La vecchia Stet dell’Iri ha ricostruito l’impero romano regalando all’Italia il primato mondiale delle telecomunicazioni e i segreti dell’industria del futuro globale. L’impero romano che appartiene alla storia è stato dissolto con le guerre, quello moderno della ex Stet – diventata a sua volta Telecom-Tim – è stato dissolto con i debiti dei privati. Una delle “migliori performance” della razza padana italiana che compra un gioiello dello Stato imprenditore senza un becco di quattrino e lo paga con la cassa del gioiello che compra. Insomma: lo indebita per fini predatori suoi al punto di farlo uscire dalla vetrina. Chapeau.

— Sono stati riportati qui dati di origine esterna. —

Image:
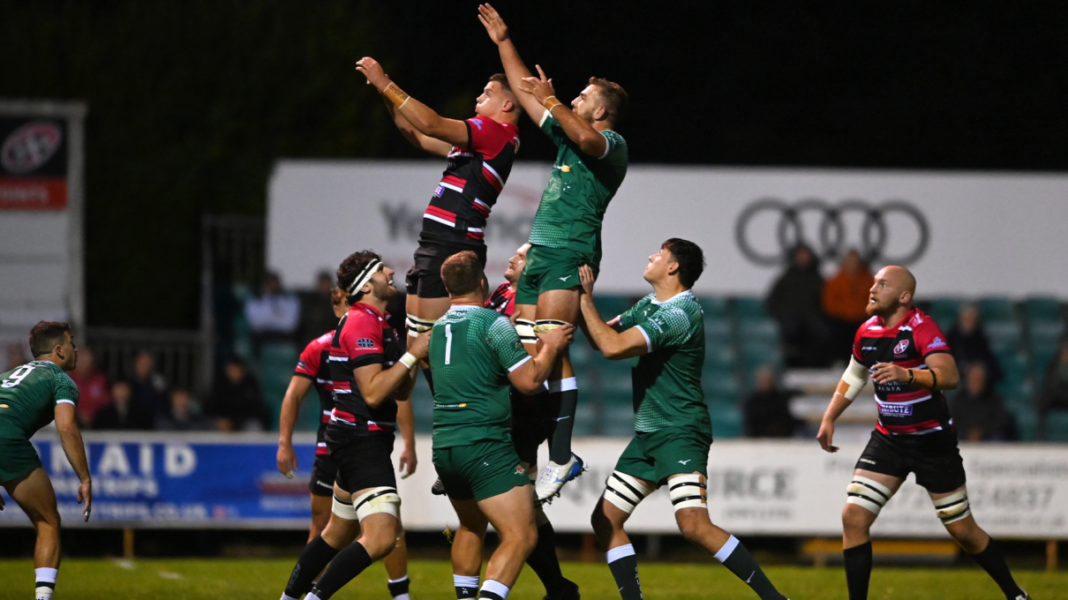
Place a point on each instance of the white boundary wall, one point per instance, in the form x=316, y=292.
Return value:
x=990, y=234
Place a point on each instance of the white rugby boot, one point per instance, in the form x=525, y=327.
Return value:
x=553, y=477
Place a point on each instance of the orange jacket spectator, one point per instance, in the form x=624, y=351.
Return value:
x=846, y=294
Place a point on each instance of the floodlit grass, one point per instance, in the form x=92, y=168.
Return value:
x=264, y=580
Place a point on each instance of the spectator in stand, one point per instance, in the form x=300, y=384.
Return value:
x=236, y=403
x=94, y=394
x=273, y=315
x=845, y=299
x=977, y=411
x=123, y=412
x=316, y=311
x=1054, y=394
x=795, y=302
x=148, y=385
x=767, y=410
x=969, y=344
x=183, y=414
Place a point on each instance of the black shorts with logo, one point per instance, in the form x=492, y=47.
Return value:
x=935, y=459
x=424, y=277
x=323, y=475
x=533, y=422
x=364, y=461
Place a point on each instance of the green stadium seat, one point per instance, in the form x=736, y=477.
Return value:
x=726, y=422
x=747, y=306
x=1038, y=309
x=996, y=309
x=757, y=330
x=1004, y=335
x=715, y=306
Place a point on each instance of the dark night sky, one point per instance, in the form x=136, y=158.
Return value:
x=192, y=101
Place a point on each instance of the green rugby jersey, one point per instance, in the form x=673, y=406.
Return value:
x=580, y=187
x=29, y=395
x=666, y=380
x=472, y=351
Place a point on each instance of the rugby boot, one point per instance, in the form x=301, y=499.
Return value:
x=438, y=488
x=553, y=477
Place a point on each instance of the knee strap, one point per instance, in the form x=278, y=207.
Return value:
x=867, y=493
x=377, y=500
x=543, y=326
x=417, y=326
x=344, y=509
x=525, y=330
x=953, y=507
x=625, y=491
x=688, y=491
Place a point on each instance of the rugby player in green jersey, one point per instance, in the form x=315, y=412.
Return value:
x=591, y=164
x=32, y=396
x=474, y=354
x=665, y=332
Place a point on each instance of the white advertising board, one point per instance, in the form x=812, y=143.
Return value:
x=986, y=234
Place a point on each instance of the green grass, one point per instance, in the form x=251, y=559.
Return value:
x=264, y=580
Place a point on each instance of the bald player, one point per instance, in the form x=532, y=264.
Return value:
x=910, y=364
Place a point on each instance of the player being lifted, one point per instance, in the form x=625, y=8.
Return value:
x=370, y=373
x=314, y=370
x=32, y=396
x=909, y=360
x=475, y=353
x=481, y=152
x=672, y=429
x=533, y=421
x=591, y=164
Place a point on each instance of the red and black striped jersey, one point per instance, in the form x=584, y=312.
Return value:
x=363, y=337
x=471, y=184
x=503, y=300
x=314, y=364
x=904, y=409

La vecchia Italstat dell’Iri regala all’Italia un player globale delle costruzioni e delle grandi opere. Apre e chiude i cantieri, si percepisce il progetto Paese dello Stato imprenditore, le due Italie sono riunificate con la Autostrada del Sole costruita e inaugurata prima della scadenza prevista. Oggi rifare l’Italstat significherebbe guardare al futuro, invece mettiamo insieme due aziende che navigano in acque procellose e le diamo in mano a uno degli scampati dal pericolo massimo. Aggiungiamo un po’ di soldi delle banche e di Cdp. Diciamo che è nato il nuovo campione nazionale, lo chiamiamo Progetto Italia, e con i soldi delle banche italiane
e di Cdp girovaghiamo per il mondo. Speriamo con profitto.

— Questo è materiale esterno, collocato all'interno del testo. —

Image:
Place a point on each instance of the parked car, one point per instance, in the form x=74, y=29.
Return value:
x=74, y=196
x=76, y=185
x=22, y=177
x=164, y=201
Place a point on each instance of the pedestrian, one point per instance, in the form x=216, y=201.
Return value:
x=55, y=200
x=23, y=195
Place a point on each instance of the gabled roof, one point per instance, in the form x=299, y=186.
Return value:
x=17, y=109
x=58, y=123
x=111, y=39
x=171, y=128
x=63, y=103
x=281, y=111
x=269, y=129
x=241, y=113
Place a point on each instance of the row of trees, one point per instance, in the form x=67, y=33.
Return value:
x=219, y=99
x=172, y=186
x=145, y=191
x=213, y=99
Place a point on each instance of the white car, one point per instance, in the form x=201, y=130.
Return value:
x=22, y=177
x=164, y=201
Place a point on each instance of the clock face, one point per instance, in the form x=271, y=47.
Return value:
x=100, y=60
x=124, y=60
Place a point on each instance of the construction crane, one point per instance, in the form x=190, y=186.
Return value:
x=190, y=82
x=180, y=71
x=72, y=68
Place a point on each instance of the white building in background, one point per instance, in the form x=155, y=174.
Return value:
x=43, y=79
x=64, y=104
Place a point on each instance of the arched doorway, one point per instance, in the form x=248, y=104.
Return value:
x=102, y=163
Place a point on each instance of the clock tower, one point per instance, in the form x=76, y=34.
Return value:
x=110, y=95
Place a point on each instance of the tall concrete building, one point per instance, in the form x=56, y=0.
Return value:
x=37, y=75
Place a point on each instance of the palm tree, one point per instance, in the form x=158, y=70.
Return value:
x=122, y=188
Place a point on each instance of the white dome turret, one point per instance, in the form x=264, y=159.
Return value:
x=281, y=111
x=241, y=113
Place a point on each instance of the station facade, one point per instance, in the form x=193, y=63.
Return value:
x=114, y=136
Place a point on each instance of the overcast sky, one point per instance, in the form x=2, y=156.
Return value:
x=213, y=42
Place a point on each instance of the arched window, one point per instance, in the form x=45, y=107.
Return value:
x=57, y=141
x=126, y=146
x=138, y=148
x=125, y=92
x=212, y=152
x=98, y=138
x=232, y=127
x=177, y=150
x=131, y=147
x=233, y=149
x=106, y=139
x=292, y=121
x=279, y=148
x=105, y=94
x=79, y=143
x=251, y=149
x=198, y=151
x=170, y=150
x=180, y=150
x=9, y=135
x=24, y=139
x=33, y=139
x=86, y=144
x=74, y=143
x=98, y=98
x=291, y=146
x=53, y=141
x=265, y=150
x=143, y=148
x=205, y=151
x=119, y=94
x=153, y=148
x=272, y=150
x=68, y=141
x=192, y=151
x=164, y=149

Potremmo continuare, ma questi tre esempi bastano. Quando la grande impresa italiana era pubblica l’Italia era una e gli investimenti si facevano al Nord e al Sud. Eravamo i migliori. Poi, abbiamo regalato le aziende ex Iri (non tutte) e le casse statali a scippatori privati e politici di patrimoni imprenditoriali e di spesa pubblica. Abbiamo abolito la politica industriale e gli investimenti nel Mezzogiorno. Risultato: siamo l’unico Paese che non ha più grandi imprese manifatturiere tra i Paesi industriali. La Francia ha un valore aggiunto inferiore ma ha le grandi imprese e fa politica industriale secondo la consueta grandeur. Al governo italiano, per fare qualcosa ci è rimasto come ultimo strumento la Cassa Depositi e Prestiti. Ovviamente secondo le regole europee. Servono visione della politica e competenza degli uomini del fare. Scarseggiano entrambe, purtroppo.